Willingness to make yourself vulnerable, to admit your own mistakes to yourself and to God. You can do this if you know that this “where are you” does not want to condemn you, but wants to save you, to set you free. Confession can help VERY much with this.If it is made regularly and if we take it seriously and are serious about God. “I have sinned in thought, word and deed, through my guilt” -not only confession, but I would like to challenge you, who often go to church, to consciously say this prayer at the beginning of the Mass, not only before God, but also before each other. It is a step towards authenticity. It is making ourselves vulnerable. 

A third ida. See that there are people in your life who can tell you things and to whom you can tell things, tell everything. Accountability, being accountable. VERY VERY VERY often the big missteps start where there is no accountability. That’s where the lack of authenticity arises very quickly. Maybe it’s the spouse. We in the community have something we call “honest hour” -it’s just one of those moments where we try to openly and honestly live out this core value of “openness”, openly talking about our struggles, but also openly and honestly asking for feedback.

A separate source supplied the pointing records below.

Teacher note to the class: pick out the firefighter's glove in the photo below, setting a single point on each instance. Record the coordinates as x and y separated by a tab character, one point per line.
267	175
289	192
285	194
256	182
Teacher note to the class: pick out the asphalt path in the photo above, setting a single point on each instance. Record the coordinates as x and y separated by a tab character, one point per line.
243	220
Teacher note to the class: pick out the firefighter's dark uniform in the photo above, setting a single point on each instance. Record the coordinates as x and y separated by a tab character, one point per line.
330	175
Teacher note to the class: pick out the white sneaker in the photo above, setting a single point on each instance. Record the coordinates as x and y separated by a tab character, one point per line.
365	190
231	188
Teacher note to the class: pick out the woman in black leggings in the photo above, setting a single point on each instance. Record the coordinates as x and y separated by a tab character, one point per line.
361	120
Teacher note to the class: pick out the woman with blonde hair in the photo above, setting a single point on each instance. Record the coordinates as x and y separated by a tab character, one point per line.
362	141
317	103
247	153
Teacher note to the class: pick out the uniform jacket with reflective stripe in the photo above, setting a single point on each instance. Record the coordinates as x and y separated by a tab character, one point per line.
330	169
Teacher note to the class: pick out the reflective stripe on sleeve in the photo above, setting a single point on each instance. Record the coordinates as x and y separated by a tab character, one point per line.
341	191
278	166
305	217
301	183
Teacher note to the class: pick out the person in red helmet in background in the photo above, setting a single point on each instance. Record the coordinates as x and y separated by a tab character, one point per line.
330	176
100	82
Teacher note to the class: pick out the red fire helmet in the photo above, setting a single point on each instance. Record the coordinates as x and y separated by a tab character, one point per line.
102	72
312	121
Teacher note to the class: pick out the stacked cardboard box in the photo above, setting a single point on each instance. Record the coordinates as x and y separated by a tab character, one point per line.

And to ask for prayer openly and honestly. Asking prayer for each other in the areas where we really need it is a strong guarantee of authenticity. Perhaps the framework for this is your Exodus group or small group, perhaps it is the spiritual accompaniment. But here, too, it is true: authentic people are people of truth, who liberate and set free.

On Friday we celebrated the Solemnity of the Sacred Heart of Jesus. Lord, we ask you to heal our hearts through your open, vulnerable and loving heart. 

And Mary, whose pure and unclouded heart we Catholics remembered especially yesterday, please intercede for us with your loving heart before your Son, that we too may live with this purity and authenticity. Amen.